I have constructed the following program to try to pipe in my own shell. A StringArray
is simply a char**
I have constructed. The code runs fine, but when I put in cat txt.txt | grep a
, nothing prints back to the screen. When debugging, I saw that the code seems to stop around like 152 (where the print-out command is), where pid==0
and i==0
.
For context, I'm calling this function in another function after a pipe has been detected.

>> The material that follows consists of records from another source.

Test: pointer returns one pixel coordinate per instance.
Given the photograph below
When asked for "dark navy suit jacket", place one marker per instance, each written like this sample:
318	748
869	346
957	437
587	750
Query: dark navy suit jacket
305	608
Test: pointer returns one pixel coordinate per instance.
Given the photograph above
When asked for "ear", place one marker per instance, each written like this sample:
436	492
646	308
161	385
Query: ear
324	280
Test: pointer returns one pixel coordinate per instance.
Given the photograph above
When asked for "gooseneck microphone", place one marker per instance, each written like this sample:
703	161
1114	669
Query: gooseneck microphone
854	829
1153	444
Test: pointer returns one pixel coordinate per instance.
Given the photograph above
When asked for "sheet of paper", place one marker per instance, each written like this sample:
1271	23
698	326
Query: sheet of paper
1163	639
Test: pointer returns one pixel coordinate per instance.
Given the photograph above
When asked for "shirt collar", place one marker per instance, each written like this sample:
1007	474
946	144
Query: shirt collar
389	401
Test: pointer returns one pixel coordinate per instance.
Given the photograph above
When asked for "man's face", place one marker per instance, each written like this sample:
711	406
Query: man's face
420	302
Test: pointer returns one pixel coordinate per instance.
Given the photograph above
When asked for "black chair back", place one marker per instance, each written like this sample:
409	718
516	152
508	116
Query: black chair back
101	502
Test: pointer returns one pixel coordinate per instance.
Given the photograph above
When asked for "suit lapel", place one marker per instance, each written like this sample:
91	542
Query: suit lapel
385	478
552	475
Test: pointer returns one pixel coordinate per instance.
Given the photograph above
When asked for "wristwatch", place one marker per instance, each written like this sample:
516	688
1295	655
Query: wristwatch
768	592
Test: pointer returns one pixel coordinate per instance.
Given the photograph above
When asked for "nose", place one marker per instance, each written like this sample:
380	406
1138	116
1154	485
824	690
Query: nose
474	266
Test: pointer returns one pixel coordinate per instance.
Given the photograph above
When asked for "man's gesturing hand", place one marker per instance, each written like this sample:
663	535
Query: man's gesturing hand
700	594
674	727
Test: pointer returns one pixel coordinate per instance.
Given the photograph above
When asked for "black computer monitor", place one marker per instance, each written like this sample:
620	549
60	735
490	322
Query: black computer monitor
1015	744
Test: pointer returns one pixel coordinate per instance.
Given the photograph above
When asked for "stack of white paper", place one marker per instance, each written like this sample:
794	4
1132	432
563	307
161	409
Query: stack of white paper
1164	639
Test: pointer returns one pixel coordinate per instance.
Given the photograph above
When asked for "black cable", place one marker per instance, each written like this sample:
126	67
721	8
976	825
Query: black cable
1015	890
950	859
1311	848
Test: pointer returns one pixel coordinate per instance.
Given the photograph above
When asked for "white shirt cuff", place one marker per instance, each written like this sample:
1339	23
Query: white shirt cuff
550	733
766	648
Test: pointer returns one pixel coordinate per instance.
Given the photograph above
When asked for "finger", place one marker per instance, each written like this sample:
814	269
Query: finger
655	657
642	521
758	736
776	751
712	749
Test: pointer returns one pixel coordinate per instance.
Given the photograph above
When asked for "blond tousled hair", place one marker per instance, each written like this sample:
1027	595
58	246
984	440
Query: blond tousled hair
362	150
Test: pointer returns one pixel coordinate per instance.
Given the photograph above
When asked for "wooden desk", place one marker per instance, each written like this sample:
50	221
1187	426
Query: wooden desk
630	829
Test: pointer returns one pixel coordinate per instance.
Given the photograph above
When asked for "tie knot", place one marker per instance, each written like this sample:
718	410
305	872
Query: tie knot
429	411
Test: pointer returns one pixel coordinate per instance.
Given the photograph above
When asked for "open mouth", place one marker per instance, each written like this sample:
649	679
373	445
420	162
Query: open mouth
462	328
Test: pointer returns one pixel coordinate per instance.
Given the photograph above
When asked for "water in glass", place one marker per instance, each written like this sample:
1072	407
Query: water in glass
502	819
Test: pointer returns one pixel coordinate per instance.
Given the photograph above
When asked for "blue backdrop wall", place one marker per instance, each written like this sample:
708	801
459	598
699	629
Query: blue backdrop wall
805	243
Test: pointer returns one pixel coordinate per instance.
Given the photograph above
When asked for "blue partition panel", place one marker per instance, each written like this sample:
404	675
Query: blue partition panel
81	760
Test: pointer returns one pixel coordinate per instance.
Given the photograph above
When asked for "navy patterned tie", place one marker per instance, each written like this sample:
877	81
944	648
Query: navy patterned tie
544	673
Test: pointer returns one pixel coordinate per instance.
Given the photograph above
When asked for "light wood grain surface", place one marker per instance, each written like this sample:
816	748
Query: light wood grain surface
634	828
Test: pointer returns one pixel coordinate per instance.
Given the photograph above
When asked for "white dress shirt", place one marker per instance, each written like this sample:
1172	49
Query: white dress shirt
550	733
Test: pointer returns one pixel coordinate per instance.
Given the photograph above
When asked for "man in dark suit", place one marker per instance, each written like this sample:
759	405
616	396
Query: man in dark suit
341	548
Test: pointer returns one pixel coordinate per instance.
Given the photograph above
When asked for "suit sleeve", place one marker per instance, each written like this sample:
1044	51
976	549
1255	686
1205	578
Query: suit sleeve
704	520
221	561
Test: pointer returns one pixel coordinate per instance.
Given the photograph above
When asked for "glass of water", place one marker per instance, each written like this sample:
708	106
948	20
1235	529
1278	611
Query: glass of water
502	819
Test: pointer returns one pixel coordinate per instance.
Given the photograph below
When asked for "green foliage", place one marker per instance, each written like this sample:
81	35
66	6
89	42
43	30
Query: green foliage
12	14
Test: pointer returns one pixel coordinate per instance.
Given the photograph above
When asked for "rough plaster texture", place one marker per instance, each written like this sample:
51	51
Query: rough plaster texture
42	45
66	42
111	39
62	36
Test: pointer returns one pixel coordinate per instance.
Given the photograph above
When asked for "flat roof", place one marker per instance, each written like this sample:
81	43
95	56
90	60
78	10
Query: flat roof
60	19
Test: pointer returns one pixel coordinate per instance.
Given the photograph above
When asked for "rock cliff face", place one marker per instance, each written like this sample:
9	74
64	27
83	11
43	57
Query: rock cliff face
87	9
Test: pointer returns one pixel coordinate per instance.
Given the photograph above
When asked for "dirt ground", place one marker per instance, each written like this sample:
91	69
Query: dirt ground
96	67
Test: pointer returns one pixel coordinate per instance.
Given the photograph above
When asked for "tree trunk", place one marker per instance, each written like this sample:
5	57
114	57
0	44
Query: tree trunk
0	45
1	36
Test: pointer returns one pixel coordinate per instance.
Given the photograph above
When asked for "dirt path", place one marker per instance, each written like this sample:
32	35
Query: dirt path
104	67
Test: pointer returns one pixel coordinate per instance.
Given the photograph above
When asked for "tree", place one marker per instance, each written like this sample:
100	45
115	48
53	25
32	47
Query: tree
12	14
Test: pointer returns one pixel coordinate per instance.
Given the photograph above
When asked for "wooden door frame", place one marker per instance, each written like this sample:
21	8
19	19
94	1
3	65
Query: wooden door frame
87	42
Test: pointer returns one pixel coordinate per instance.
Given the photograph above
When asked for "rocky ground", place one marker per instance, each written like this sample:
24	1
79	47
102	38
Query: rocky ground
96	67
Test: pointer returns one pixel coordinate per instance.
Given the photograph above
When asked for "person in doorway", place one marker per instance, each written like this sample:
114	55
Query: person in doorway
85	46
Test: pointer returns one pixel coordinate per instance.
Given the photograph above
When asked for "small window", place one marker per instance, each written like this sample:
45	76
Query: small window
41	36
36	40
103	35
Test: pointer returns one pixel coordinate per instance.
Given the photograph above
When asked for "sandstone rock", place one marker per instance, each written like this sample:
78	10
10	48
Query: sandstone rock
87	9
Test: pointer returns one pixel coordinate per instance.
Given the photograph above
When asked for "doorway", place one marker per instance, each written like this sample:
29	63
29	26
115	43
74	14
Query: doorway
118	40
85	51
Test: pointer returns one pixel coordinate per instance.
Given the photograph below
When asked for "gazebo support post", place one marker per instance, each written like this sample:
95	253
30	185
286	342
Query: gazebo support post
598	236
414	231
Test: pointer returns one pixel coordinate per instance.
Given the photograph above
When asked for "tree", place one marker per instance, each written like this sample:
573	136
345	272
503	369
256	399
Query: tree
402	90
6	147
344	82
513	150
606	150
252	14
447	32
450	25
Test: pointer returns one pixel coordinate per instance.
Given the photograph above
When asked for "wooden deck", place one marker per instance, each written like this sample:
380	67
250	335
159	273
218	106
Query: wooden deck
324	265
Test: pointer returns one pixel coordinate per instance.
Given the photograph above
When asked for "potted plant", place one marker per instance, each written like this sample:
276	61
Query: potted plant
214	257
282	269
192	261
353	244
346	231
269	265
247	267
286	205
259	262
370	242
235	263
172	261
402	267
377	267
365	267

void doPipe(StringArray sa)
{
printf("In 69\n");
int filedes[2]; // pos. 0 output, pos. 1 input of the pipe
int filedes2[2];
int num_cmds = 0;
char *command[256];
pid_t pid;
int err = -1;
int end = 0;
// Variables used for the different loops
int i = 0;
int j = 0;
int k = 0;
int l = 0;
// First we calculate the number of commands (they are separated
// by '|')
while (sa[l] != NULL){
if (strcmp(sa[l],"|") == 0){
num_cmds++;
}
l++;
}
num_cmds++;
// Main loop of this method. For each command between '|', the
// pipes will be configured and standard input and/or output will
// be replaced. Then it will be executed
while (sa[j] != NULL && end != 1){
k = 0;
// We use an auxiliary array of pointers to store the command
// that will be executed on each iteration
while (strcmp(sa[j],"|") != 0){
command[k] = sa[j];
j++;
if (sa[j] == NULL){
// 'end' variable used to keep the program from entering
// again in the loop when no more arguments are found
end = 1;
k++;
break;
}
k++;
}
// Last position of the command will be NULL to indicate that
// it is its end when we pass it to the exec function
command[k] = NULL;
j++;
printf("In 121\n");
// Depending on whether we are in an iteration or another, we
// will set different descriptors for the pipes inputs and
// output. This way, a pipe will be shared between each two
// iterations, enabling us to connect the inputs and outputs of
// the two different commands.
if (i % 2 != 0){
pipe(filedes); // for odd i
}else{
pipe(filedes2); // for even i
}
pid=fork();
if(pid==-1){
if (i != num_cmds - 1){
if (i % 2 != 0){
close(filedes[1]); // for odd i
}else{
close(filedes2[1]); // for even i
}
}
printf("Child process could not be created\n");
return;
}
if(pid==0){
printf("In 148\n");
// If we are in the first command
if (i == 0){
printf("In 152\n");
dup2(filedes2[1], STDOUT_FILENO);
}
// If we are in the last command, depending on whether it
// is placed in an odd or even position, we will replace
// the standard input for one pipe or another. The standard
// output will be untouched because we want to see the
// output in the terminal
else if (i == num_cmds - 1){
printf("In 162\n");
if (num_cmds % 2 != 0){ // for odd number of commands
dup2(filedes[0],STDIN_FILENO);
printf("In 166\n");
}else{ // for even number of commands
dup2(filedes2[0],STDIN_FILENO);
printf("In 166\n");
}
// If we are in a command that is in the middle, we will
// have to use two pipes, one for input and another for
// output. The position is also important in order to choose
// which file descriptor corresponds to each input/output
}else{ // for odd i
if (i % 2 != 0){
dup2(filedes2[0],STDIN_FILENO);
dup2(filedes[1],STDOUT_FILENO);
}else{ // for even i
dup2(filedes[0],STDIN_FILENO);
dup2(filedes2[1],STDOUT_FILENO);
}
}
if (execvp(command[0],command)==err){
kill(getpid(),SIGTERM);
}
}
// CLOSING DESCRIPTORS ON PARENT
if (i == 0){
close(filedes2[1]);
}
else if (i == num_cmds - 1){
if (num_cmds % 2 != 0){
close(filedes[0]);
}else{
close(filedes2[0]);
}
}else{
if (i % 2 != 0){
close(filedes2[0]);
close(filedes[1]);
}else{
close(filedes[0]);
close(filedes2[1]);
}
}
waitpid(pid,NULL,0);
i++;
}
}
One of your big problems may be doing waitpid
on each iteration of the pipeline construction. The waiting should be done at the end (remembering the pids in a list).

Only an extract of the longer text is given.